Figure 1. (a) Entities that are alive, entities that look alive, and entities that display agency belong to three distinct but intersecting sets. (b) Proposed heuristic used for determining if an entity is alive.
In other words, we are assuming that the factors of attribution of animacy can be divided into static (appearance) and dynamic (behavior). The notion that behavior is a factor that is distinct from appearance comes e.g. from studies of the perception of animacy in abstract shapes moving in biologically inspired ways (Scholl & Tremoulet, 2000).
Though the mechanism of animacy attribution will not be entirely trivial, we assume that the factors “agency” and “appearance” will, by and large, contribute in an additive fashion to an attribution of animacy. Interesting scenarios will arise when there is a disparity between the two factors: We assume that a low level of agency combined with an appearance that strongly suggests animacy, leads to the “uncanny valley” effect (Mori, 1970). In the present study, we investigate the inverse case: The combination of high agency with an appearance that is not lifelike. Specifically, we are investigating factors of the interactive behavior that lead to an attribution of agency. We are interested in identifying those characteristics of interaction that lead to an attribution of agency, and how this is related to specific kinds of user experience.

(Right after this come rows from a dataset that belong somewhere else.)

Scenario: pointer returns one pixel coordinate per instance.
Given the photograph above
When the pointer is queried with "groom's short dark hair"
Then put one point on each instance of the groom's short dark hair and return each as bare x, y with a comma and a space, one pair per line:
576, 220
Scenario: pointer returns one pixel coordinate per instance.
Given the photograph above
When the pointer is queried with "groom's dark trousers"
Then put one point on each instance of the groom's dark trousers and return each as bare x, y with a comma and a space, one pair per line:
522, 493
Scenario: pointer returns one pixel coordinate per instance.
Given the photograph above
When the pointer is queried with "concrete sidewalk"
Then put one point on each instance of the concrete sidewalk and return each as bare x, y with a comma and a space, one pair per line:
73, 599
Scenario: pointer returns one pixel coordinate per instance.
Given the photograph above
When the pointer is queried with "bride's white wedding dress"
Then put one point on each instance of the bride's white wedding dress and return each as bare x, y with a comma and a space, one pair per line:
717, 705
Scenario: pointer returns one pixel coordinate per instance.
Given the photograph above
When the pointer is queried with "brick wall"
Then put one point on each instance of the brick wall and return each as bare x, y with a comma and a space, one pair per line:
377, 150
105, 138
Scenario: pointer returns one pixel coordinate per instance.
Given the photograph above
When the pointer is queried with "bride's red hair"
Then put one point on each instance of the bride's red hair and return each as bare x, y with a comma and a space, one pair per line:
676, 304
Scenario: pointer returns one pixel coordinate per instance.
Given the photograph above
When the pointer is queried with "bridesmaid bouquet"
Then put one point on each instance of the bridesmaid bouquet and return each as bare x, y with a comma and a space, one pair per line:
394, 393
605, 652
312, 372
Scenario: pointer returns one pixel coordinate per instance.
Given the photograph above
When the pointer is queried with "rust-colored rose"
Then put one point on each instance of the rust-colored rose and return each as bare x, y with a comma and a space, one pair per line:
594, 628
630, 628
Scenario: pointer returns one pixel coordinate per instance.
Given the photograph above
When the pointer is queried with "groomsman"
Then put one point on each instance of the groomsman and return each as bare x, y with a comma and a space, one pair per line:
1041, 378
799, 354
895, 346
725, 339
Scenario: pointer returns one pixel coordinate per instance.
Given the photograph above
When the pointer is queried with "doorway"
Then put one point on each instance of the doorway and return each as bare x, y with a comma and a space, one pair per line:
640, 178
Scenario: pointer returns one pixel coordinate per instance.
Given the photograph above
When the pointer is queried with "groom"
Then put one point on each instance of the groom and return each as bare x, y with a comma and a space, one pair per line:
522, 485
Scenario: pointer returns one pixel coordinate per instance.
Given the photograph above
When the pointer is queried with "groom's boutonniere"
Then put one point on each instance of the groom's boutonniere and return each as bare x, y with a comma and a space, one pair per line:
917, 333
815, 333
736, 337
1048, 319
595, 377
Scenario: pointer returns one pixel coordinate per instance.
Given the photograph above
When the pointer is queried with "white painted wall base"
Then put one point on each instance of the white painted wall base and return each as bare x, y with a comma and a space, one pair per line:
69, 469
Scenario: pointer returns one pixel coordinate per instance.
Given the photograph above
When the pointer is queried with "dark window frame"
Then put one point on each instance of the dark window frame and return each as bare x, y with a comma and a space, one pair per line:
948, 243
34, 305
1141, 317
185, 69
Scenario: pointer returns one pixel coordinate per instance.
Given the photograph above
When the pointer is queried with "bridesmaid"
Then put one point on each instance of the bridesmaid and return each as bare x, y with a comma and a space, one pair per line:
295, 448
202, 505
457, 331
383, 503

Most studies investigating factors of agency use a passive paradigm where participants observe pre-recorded stimuli (e.g. Schlottmann & Ray, 2010). In our study, we investigate attribution of agency through a real-time interaction with an artifact. To bypass the influence of appearance factors we exploit an artifact that is explicitly non-anthropomorphic: An interactive mixed reality space. The viability of this approach is grounded in earlier work developed in a similar space where we were able to show that humans do attribute the property of entity to the interactive space “Ada” (Eng, Douglas, & Verschure, 2005; Eng, Mintz, & Verschure, 2005). In the present study, we use a system that is a further step beyond Ada called eXperience Induction Machine (Bernardet et al., 2011).